I modelled the case in FreeCAD and printed it in two pieces in black matte filament, to sit closer to the Nothing look. There is a keychain clip on one corner, and a neodymium magnet plus a badge needle glued to the back so the whole thing also works as a pin.

Lower shell with the battery

Base and components

Final assembled enclosure

Power, and what did not work

On a USB power meter the gadget draws about 0.6W at 5V. Not much, but on a 300mAh battery every milliamp counts, which led me down a couple of dead ends worth sharing.

Dimming the backlight. I assumed I could lower brightness on battery by PWM-ing the backlight pin. On this particular board the backlight is not PWM-dimmable, the brightness simply would not change, so I tried it, confirmed it did nothing, and reverted the code.

Deep sleep on a button hold. The obvious power saver is to deep sleep the chip and wake it with the button.
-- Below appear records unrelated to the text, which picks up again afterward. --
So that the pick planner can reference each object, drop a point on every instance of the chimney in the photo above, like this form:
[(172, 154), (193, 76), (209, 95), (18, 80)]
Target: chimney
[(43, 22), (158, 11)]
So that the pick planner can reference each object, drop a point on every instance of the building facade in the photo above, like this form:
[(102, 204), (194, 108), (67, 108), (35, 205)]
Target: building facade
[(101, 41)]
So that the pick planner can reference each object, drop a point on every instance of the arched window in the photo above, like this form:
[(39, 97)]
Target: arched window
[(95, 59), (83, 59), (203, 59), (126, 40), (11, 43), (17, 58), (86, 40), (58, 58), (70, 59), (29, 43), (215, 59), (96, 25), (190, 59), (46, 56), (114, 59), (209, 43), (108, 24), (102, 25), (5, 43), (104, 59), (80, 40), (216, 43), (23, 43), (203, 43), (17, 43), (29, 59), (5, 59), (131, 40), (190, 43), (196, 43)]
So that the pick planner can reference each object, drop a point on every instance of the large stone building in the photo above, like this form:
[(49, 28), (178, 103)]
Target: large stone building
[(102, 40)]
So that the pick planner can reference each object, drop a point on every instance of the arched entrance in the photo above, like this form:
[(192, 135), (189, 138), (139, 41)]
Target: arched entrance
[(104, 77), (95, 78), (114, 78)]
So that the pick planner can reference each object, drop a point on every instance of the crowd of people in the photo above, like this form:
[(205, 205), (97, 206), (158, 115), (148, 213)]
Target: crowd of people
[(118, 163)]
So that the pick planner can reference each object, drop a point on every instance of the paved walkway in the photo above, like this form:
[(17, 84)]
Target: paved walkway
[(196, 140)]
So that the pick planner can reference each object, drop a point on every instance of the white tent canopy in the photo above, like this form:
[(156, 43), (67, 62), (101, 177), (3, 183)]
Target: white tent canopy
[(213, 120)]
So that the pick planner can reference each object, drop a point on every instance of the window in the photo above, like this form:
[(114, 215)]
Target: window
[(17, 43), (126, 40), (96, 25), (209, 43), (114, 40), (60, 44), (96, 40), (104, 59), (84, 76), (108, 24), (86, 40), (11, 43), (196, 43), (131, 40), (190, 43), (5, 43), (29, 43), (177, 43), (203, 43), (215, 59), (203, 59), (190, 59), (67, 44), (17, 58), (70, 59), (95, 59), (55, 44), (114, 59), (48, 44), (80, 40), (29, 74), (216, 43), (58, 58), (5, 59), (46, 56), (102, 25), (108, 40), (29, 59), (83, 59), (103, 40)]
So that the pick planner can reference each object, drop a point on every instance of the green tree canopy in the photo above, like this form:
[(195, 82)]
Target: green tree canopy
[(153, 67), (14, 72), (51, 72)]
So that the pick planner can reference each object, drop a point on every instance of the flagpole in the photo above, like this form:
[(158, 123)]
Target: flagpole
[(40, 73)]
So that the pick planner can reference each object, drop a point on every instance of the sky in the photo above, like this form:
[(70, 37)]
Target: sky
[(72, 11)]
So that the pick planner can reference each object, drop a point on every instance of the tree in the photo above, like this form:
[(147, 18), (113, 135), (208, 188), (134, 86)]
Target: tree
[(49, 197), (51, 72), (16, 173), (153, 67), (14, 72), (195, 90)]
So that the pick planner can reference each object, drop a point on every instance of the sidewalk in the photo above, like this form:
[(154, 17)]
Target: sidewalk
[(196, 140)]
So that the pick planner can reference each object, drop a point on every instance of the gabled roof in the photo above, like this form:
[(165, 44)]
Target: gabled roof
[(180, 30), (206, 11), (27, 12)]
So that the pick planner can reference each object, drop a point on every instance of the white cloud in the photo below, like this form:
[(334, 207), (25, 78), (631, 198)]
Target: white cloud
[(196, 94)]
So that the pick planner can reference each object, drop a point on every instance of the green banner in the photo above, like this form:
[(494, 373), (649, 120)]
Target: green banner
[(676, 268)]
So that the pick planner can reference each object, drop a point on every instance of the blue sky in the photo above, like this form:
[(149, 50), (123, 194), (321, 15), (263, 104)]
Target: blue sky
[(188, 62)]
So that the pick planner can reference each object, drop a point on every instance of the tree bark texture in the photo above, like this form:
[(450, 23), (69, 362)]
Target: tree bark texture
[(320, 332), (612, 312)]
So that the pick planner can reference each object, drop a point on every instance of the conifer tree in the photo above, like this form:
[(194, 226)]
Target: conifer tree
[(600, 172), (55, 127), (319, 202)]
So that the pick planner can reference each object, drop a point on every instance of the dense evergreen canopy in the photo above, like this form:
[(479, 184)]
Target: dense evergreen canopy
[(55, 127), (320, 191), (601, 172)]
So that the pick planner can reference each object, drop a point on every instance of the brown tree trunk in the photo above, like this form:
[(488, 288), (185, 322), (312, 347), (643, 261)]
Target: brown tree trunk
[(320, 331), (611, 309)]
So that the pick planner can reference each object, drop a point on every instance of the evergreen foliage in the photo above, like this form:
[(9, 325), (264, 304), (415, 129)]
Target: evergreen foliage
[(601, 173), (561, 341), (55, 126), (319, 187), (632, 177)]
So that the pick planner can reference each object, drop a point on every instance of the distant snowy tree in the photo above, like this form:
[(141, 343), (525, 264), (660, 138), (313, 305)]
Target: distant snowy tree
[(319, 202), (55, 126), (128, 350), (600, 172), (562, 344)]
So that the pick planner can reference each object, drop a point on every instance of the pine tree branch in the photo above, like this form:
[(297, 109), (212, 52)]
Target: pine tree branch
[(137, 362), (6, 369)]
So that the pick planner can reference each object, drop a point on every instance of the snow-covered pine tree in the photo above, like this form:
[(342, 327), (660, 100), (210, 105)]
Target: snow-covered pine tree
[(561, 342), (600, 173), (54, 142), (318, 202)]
The catch: the only button is on GPIO9, and on the ESP32-C3 that pin is not RTC-capable, so it cannot wake the chip from deep sleep. I pivoted to light sleep plus a restart on wake, which is not as efficient but actually works with the hardware I have.
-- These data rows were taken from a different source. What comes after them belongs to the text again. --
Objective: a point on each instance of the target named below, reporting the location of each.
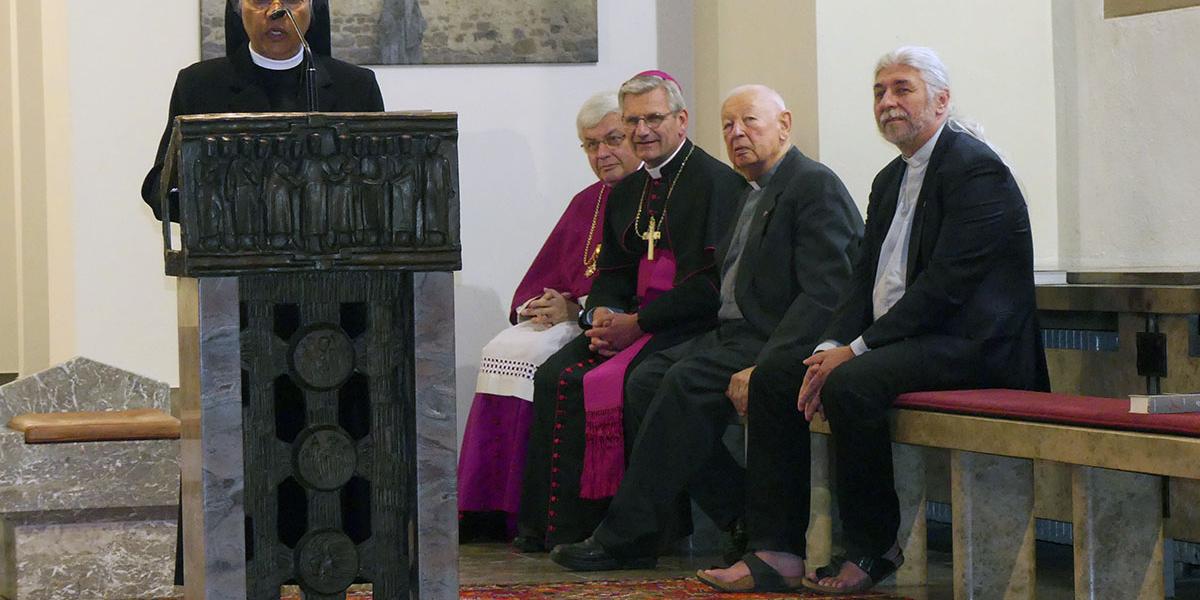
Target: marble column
(910, 478)
(820, 537)
(1117, 534)
(210, 384)
(437, 432)
(994, 541)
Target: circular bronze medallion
(327, 562)
(322, 357)
(323, 457)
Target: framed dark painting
(444, 33)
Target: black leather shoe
(738, 541)
(528, 544)
(591, 556)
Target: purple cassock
(491, 462)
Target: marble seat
(995, 437)
(85, 520)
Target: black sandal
(829, 570)
(763, 577)
(876, 569)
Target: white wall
(121, 71)
(1128, 137)
(1000, 58)
(9, 275)
(520, 160)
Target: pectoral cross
(651, 235)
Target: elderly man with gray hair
(544, 312)
(655, 287)
(941, 298)
(783, 267)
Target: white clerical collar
(921, 157)
(276, 65)
(657, 172)
(765, 179)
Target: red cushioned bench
(1116, 459)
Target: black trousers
(677, 399)
(856, 399)
(551, 505)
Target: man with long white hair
(941, 298)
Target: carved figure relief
(323, 192)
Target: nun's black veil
(318, 31)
Protecting the cell. The protection circuit on the battery only cuts power around 2.5 to 3.0V, which is hard on a LiPo over time. Cutting off earlier, nearer 3.3V, in firmware is still on the list.

None of these are glamorous, but they are the reality of squeezing a wearable onto a coin-sized board.

Where V0 landed

Today the gadget boots, serves its own WiFi and web page, and plays a rotating gallery of dot animations and pixel art off the battery, clipped on as a pin. Tap the button to jump to the next animation, hold it to put it to sleep. It is genuinely usable as it is.

A standalone clock and phone notifications over MQTT are the next things I want on the firmware side, but the core loop, render and manage animations on a tiny round Glyph Matrix, is done and working.

All the printed prototypes parts

The dashboard connecting and changing the animations live

What is next: V1

V0 proved the software. V1 is about making it real hardware.

I want to design a custom PCB with sensors and extra modules, to give the gadget more to actually do beyond playing animations. And I want a properly finished enclosure, CNC-cut acrylic or cast resin instead of printed PLA, so it looks like a product rather than a prototype.

For now though, V0 sits on my keychain and does the one thing I set out to build: a little piece of the Nothing Glyph Matrix that goes everywhere I do.